Increasingly we find ourselves in a time when fewer talented young people are motivated to pursue careers in the profession of medicine. Also, doctors are retiring early from the practice because of the administrative burden, increased malpractice insurance costs, and lower payment/reimbursement for their services. There is a particularly short supply of general practitioners which perform a vital function in the healthcare system. They provide primary care and are the “gate keepers” that triage patients to the specialty care treatment providers. A high payoff solution to this would be to offer low-interest, forgivable loans to medical students who agree to serve as primary care physicians in rural areas or urban clinics that provide care for indigent populations. They could “work off” their debt obligations through such community service.

Preserving Innovation:
The great engine of innovation in medicine that is contributing measurably to the quality of care is facing a threat by public policy leaders that do not understand the economics equation of innovation.
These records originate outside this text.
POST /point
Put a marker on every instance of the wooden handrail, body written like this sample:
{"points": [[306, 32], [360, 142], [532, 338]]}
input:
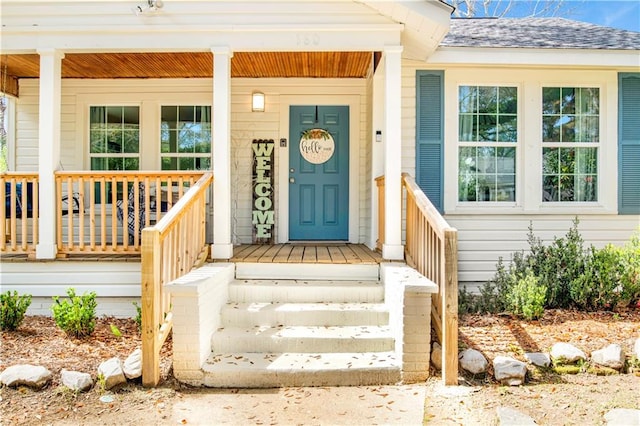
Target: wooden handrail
{"points": [[431, 247], [170, 250], [19, 209], [105, 211]]}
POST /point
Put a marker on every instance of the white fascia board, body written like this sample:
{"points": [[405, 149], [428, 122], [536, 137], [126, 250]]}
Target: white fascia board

Nowhere is this more obvious than in the debate about reducing the number of years of proprietary protection under US patent laws for new drugs. Also, there is continued pressure on the pricing of these new drugs. New drugs are extremely expensive and risky to develop. During long safety and efficiency trials many fail to deliver the anticipated results and get FDA approval. There must be an attractive incentive to invest in these and other medical innovations.

Basic Principles:
When we examine the means to improve the healthcare system in America and make it more cost effective, the basic principles mostly relate to realigning the incentive system and removing bureaucracy. At the top of the list is to motivate and empower the consumer (patient) to make intelligent decisions on the use of the healthcare system. Consumers should pay a percentage of the cost, starting at dollar one. They should be incentivized to decide: whether or not to use it, how much to spend and to shop for the best value for the best price. Remove the incentive for doctors to practice defensive medicine and reward them for the achievement of desirable outcomes (instead of simply providing units of service). We must provide incentives for people to pursue healthy lifestyles. Also, we must promote innovation that leads to breakthroughs in medicine; incentives for entrepreneurs, companies, and healthcare providers that develop diagnostic methods, pharmaceuticals, therapeutic means and healthcare delivery modalities that improve medical outcomes, reduce costs and improve the efficiency of the healthcare delivery system. Also, we certainly need to increase competition in the healthcare insurance industry by eliminating the restrictions on doing business across state lines. In all of this, we need to simplify the payment and information handling system and the immense bureaucracy that burdens the process of our healthcare delivery system.